Layers of scent blocker, it's what I do (scentlok). And for those really cold times I put on an old wool coat I always pack. Many times I have a layer of under armor boxers, then an under armor or type full layer, then a layer like polypropylene, then wool type sweater, then a layer of scent lok pants and coat, then a scentlok bibs and to finish of a wool coat with various sock,glove and head coverings. All light weight (physically not in function).

Just picked up a Cabela's top of the line parka that may replace the wool coat, scentlok of course. I never get winded anymore. I have to chase critters away from climbing on me and even then they often don't get it. When I'm not hunting it's a whole different story, everything picks me up. I had a killer hound once, he was more smell than visual and would try and sniff me up every time I went hunting cause it didn't register. That dog could track like crazy, it was magic to watch him work.


----------



## elkhtr (Oct 23, 2006)

When it gets really cold I like to wear a good base layer, a fleece 2nd layer, then a down vest or jacket under my quiet outer layer. Bibs are great as well. I can still draw and shoot my bow with that system. Dont forget your feet! I carry boot blankets as well as my outer layers to the stand so I dont get overheated and put on the warm layers at the stand. I can usually sit for several hours with this system. 

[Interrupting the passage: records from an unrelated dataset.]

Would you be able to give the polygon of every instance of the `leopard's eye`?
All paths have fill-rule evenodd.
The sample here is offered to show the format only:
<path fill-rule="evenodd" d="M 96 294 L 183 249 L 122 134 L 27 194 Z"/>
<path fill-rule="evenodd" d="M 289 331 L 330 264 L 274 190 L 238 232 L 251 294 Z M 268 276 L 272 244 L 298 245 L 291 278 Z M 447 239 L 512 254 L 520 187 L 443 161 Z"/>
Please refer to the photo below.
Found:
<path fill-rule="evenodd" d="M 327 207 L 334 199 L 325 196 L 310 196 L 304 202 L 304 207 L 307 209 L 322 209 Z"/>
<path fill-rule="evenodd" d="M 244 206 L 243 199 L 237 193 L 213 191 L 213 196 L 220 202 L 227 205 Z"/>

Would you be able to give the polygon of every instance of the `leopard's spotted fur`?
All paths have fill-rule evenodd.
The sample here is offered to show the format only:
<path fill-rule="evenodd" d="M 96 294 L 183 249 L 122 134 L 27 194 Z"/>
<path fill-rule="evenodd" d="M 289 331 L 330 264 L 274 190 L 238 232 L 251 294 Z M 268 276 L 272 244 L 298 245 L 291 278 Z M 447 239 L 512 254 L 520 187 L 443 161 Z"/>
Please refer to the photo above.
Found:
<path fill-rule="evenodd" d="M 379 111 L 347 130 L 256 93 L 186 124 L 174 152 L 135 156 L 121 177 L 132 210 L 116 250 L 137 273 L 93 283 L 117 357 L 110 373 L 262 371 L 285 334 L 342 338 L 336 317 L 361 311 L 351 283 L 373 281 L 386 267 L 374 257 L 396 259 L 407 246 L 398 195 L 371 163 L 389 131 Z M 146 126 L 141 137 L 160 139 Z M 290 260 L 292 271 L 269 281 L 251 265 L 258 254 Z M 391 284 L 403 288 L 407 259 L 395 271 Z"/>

Something else that works are the chemical footwarmers. Activate when you get to the stand, put in your boots near your toes and they will help keep your tootsies warm for a few hours in pretty cold conditions.


----------



## monster7 (Nov 17, 2010)

Well I bought some new clothing and I'm pretty certain it will do the trick. I picked up the under armour base layer 5.0 and a the rut jacket and pants and I am very pleased with the fit and the quality of the material. Their pants only come with a 32" inseam but they still fit good and I'm 6'5''. Combined with some good socks and boots I think I'll be warm enough for majority of the season. I wasn't 100% sold on the UA hunting gear but I read some decent reviews and picked them up for 50% of retail so I couldn't say no. We'lll see what I have to say come late season...best of luck in the upcoming weeks.


----------



## rackman323 (Jul 13, 2007)

Layering is the key. For the outer shell I own some sitka. As previously said it is expensive stuff. However if you don't know you can get 40% off through LEO adventures. If you are in law enforcement, military, or govt employee (fed, state, local) or even a teacher (or your spouse) you can join for like 20 bucks and then they give you a gateway to order thru the sitka site. Huge savings for 20 bucks. I don't bother with their underlayers, but for outer shell some of the best made clothes I have ever owned. 

I also highly suggest you get windproof even if not waterproof. I only pack or wear rain suit when weather is calling for it.


----------